Trowbridge’s fist had swung. It was a lights-out punch, square to the jaw. Biggs went flying into the forsythia, down for the count. Trowbridge had told Harry, “We’re heading south on the 400. Swing by and pick up Rachel. If we lose the Sisters’ trail, we’ll need her help.”

Then he’d flown into the house and had come out approximately two seconds later, tucking Knox’s personal effects into a knapsack. He’d hurled that into the backseat of the car, almost nailing Anu, and turned for me.

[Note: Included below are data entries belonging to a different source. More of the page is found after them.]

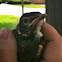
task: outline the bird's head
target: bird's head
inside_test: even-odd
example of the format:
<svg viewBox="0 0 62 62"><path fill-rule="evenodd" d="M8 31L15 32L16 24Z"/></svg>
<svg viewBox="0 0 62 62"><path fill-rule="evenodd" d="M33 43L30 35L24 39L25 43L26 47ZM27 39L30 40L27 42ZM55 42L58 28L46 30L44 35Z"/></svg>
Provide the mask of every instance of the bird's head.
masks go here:
<svg viewBox="0 0 62 62"><path fill-rule="evenodd" d="M23 14L17 26L19 34L22 33L23 36L35 35L38 31L41 31L45 17L46 14L41 14L40 12Z"/></svg>

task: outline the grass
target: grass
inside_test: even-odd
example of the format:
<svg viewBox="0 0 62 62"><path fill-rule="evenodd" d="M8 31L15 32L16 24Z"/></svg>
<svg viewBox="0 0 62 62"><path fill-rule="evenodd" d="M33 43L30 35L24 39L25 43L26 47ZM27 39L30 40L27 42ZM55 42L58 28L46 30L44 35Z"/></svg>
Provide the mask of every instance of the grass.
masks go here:
<svg viewBox="0 0 62 62"><path fill-rule="evenodd" d="M13 5L21 6L21 4L13 4ZM26 7L26 8L45 8L45 5L25 4L24 7Z"/></svg>
<svg viewBox="0 0 62 62"><path fill-rule="evenodd" d="M14 29L19 23L19 18L13 15L0 15L0 30L5 27L10 30Z"/></svg>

“Merry needs to be fed,” I’d told him, expecting him to grab a can of syrup. But Trowbridge had simply spun around and uprooted the bush with one hand. Then he’d one-armed lifted me into the truck’s passenger seat, and deposited Merry’s snack in my lap with a terse, “Tell her to chow down on that.”

Merry hates pines.

Disquieted, I searched for her among the pine boughs, and found her buried deep. Merry’s usual bright light had dimmed; the honey tones of her amber stone had dulled to a sickly brown. She’d taken the worst of my hurt into her, healing me while I traveled in Threall. I stroked her with a finger that should have been disfigured, but now was only plump and lobster red. In return she issued a halfhearted blip of yellow.

It had been a tough night for the Faes.

I will hold but I wish things were different.
That I was just an ordinary wolf, mated to an average Were, looking forward to arguing over wallpaper and whose turn it was to take out the trash. That I didn’t have a brother stuck in some portal passage that no mortal—or Were for that matter—knew existed. That wizards belonged only to Hogwarts, that evil was vanquished with a swipe of sword, that fairy tales always ended neatly.

Lexi.

I gave Merry another stroke, trying to rid my brain of that new and ugly thought—what if it all came down to the same result? In the end—no matter how hard we fought—we lost. One us died, which meant the other two toppled over like dominos? Perhaps our fates were already set in stone, our destinies chiseled out by some stonemason working for a displeased Goddess.

“You okay?” Trowbridge asked gruffly.

The Alpha of Creemore drove with a fierce competence that belied the fact that he’d spent nine years in another realm where horsepower meant
horse
power. The speedometer’s needle had climbed steadily since we’d left the side roads and merged onto the highway. Had I ever been in a car moving this fast? One hundred fifty-five kilometers—thirty-five over the speed limit.
That would be a negative.
Thankfully, since it was half past midnight, the cops were conspicuously absent on the 400 Highway.